Oscuros Rinocerontes Enjaulados is a 1990 Cuban short film.

==Description==
Using a broad range of experimental techniques, the film takes on some of the giants of absurdist and surreal filmmaking. Made by a graduate of the first generation of students from the film school at San Antonio de los Baños, Cuba, this black and white parody of bureaucracy in Cuba features a cleaning woman who discovers that her boss is making obscene phone calls. The film was directed by Juan Carlos Cremata, then a Cuban student at the EICTV (International Film School of San Antonio de los Baños).
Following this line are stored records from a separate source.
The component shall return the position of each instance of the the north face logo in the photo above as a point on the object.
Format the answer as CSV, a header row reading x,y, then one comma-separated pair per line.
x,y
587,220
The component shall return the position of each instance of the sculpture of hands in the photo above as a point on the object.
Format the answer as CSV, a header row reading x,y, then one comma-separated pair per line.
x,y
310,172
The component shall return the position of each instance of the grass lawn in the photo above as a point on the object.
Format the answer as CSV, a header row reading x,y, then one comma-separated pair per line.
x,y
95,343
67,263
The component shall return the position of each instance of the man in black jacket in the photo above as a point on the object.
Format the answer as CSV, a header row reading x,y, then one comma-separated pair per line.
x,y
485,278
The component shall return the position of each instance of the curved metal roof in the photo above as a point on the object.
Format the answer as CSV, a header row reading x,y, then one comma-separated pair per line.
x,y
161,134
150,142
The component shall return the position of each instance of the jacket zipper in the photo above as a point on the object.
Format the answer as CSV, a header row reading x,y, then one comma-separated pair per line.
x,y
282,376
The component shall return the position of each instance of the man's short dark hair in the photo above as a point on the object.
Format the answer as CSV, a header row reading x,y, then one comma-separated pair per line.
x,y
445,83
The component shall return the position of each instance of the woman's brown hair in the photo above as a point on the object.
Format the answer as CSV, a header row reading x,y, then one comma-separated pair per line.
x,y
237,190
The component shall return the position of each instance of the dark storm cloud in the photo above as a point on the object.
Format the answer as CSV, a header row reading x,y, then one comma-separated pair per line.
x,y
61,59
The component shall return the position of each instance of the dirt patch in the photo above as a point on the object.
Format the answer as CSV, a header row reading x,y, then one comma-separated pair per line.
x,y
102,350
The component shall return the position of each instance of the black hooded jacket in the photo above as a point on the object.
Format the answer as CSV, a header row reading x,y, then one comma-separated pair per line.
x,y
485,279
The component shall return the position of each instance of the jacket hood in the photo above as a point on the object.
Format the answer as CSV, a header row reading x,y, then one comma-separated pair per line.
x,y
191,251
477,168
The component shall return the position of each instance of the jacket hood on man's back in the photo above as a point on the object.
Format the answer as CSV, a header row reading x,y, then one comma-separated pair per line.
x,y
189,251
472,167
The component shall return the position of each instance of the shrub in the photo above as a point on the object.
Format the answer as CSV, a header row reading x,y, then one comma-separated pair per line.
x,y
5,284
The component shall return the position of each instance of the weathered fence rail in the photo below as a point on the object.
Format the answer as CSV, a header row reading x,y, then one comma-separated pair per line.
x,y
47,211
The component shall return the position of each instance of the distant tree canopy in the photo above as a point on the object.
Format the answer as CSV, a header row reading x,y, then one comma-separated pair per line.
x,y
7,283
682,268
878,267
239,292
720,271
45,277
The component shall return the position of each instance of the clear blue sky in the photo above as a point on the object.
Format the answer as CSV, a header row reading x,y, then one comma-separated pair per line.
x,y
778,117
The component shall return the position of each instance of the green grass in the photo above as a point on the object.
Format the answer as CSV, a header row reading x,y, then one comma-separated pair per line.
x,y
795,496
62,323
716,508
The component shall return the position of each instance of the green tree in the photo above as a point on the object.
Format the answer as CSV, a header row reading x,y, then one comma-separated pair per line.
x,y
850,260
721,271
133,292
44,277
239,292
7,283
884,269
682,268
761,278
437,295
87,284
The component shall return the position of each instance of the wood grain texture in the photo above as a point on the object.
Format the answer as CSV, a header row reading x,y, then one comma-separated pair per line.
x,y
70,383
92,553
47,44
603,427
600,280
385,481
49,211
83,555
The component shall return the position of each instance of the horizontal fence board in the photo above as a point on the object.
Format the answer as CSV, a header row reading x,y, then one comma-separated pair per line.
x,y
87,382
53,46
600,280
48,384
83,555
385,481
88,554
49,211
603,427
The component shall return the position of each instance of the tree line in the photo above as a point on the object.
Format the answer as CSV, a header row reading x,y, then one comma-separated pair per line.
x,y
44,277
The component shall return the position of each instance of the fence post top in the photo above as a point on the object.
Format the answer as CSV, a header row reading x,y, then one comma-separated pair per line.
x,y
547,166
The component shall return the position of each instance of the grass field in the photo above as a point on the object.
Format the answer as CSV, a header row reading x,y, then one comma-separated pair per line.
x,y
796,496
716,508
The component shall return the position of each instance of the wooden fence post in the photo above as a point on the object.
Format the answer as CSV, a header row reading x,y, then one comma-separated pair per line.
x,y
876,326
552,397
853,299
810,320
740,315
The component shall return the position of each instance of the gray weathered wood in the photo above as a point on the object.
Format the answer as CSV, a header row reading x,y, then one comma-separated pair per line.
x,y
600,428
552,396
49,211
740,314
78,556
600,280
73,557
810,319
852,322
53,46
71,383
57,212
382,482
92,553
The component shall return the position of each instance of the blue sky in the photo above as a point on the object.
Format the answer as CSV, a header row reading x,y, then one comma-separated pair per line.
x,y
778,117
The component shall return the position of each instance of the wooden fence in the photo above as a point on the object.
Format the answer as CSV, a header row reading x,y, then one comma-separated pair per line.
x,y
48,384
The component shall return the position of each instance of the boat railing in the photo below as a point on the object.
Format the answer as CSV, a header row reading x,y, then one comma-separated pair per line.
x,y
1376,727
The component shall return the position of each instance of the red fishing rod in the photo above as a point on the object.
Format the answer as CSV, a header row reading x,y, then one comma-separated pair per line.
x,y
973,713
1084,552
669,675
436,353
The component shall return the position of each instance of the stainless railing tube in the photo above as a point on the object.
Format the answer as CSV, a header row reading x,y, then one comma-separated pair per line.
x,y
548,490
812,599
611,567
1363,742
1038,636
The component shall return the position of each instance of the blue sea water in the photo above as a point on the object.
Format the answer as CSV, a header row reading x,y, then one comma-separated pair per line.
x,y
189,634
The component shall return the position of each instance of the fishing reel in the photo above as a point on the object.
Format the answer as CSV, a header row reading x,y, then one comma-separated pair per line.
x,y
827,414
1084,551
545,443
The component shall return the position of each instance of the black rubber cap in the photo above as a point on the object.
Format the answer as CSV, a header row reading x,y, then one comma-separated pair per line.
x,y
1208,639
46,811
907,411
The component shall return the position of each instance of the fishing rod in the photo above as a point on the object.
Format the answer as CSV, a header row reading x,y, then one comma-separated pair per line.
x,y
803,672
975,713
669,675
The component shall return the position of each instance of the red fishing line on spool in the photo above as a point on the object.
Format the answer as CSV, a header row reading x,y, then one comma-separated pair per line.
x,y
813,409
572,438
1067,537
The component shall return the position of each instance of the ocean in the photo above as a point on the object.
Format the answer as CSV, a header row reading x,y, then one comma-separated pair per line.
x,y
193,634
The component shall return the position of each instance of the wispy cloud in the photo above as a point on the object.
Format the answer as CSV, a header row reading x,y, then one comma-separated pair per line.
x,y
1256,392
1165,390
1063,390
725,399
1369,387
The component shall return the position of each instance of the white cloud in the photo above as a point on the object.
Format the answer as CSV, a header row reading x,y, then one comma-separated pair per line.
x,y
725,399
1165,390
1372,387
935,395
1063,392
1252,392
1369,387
The short film made the festival rounds winning several awards and is now considered a Latin American Classic.

== Cast ==

- Paula Alí
- Elier Gonzalez
- Sandra Ibarra
- Rita Marie Diaz
- Charles Nettey

==Awards==
- Gran Premio "El Chicuelo". IV Festival de Cine Joven, La Habana, Cuba
- Premio "Saúl Yelín" de la Federación Nacional de Cine Clubes de Cuba. 1990.
- Premio "Yara". Centro Cinematográfico. La Habana, 1990.
- Grand Prize EISENSTEIN at the Wilhelmshaven International Film Festival, Germany, 1992.
- Archived at Museum of Modern Art (MOMA), 1996.